Greenhouse gas emissions remain on a steadily rising path despite policymakers’ best efforts, an OECD report has warned. Nuclear was noted as a major mitigating technology, while governments were urged to avoid ‘lock-in’ to carbon-emitting generation.
The OECD study considered climate change, biodiversity, fresh water and the health impact of pollution. In the chapter on climate change, the body run by the governments of the world’s more developed nations asked whether “current pledges are enough to limit average temperature increase to 2ºC.” For this, atmospheric concentrations of CO2 need to be kept below 450 parts per million (ppm).
It was noted that energy-related carbon dioxide emissions reached a high of 30.6 billion tonnes in 2010 – the major share of the overall global total of 48.4 billion tonnes that year.

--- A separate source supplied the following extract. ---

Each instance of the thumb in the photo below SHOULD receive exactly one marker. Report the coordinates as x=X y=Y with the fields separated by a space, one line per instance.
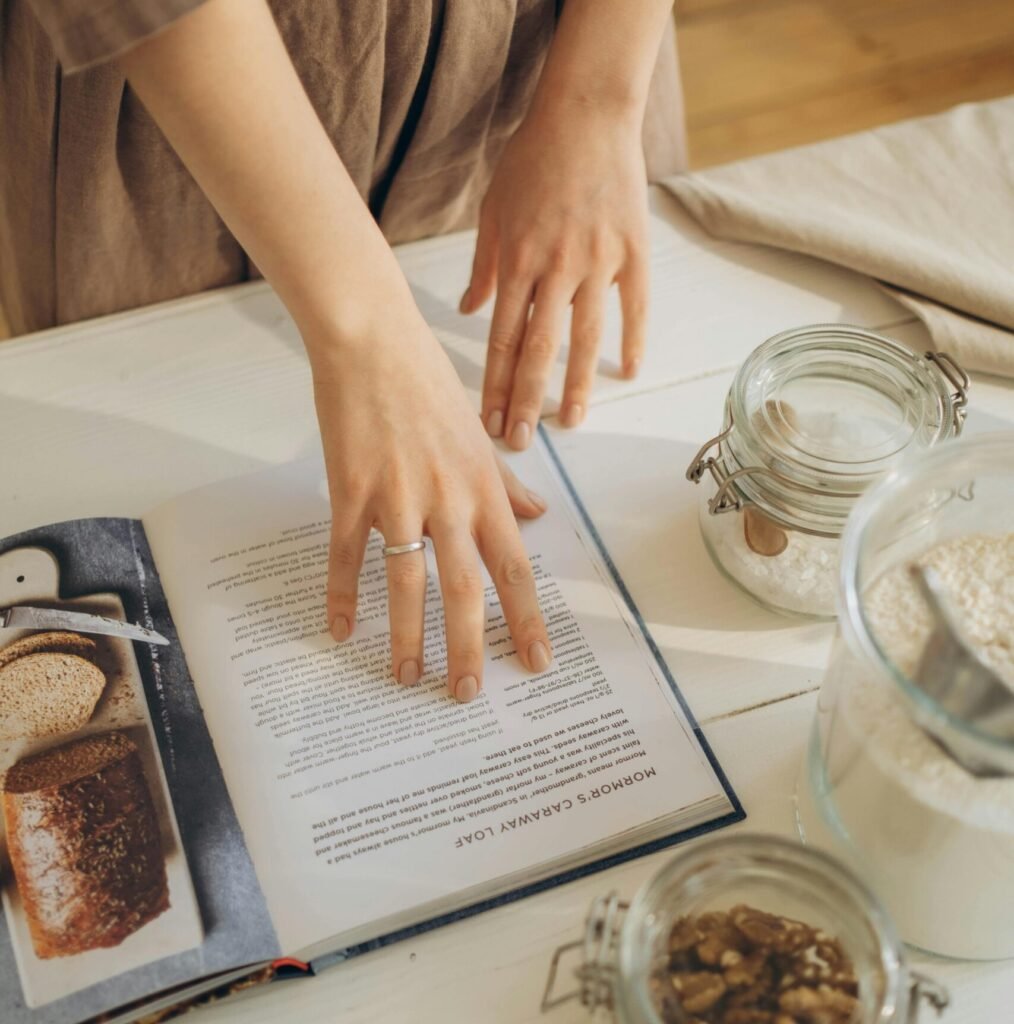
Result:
x=483 y=278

Under a baseline scenario, that assumed current pledges were kept by the governments of the world but no new ones made, total annual emissions in 2050 could be some 80.8 billion tonnes, with 52.8 billion coming from energy. While all seb-sectors of energy are set to expand significantly, the most dramatic growth is expected in power generation where emissions could grow from today’s 13.0 billion tonnes to 27.5 billion tonnes as an 80% growth in demand is met.



Those pesky greenhouse gases. Just growing and growing.
Maybe if they surreptiously deleted the climate modals and Mann’s hockey stick, all those carbon emissions might just quietly disappear.
Then again, they have the collective brain power of a gnat so this might be too hard for them.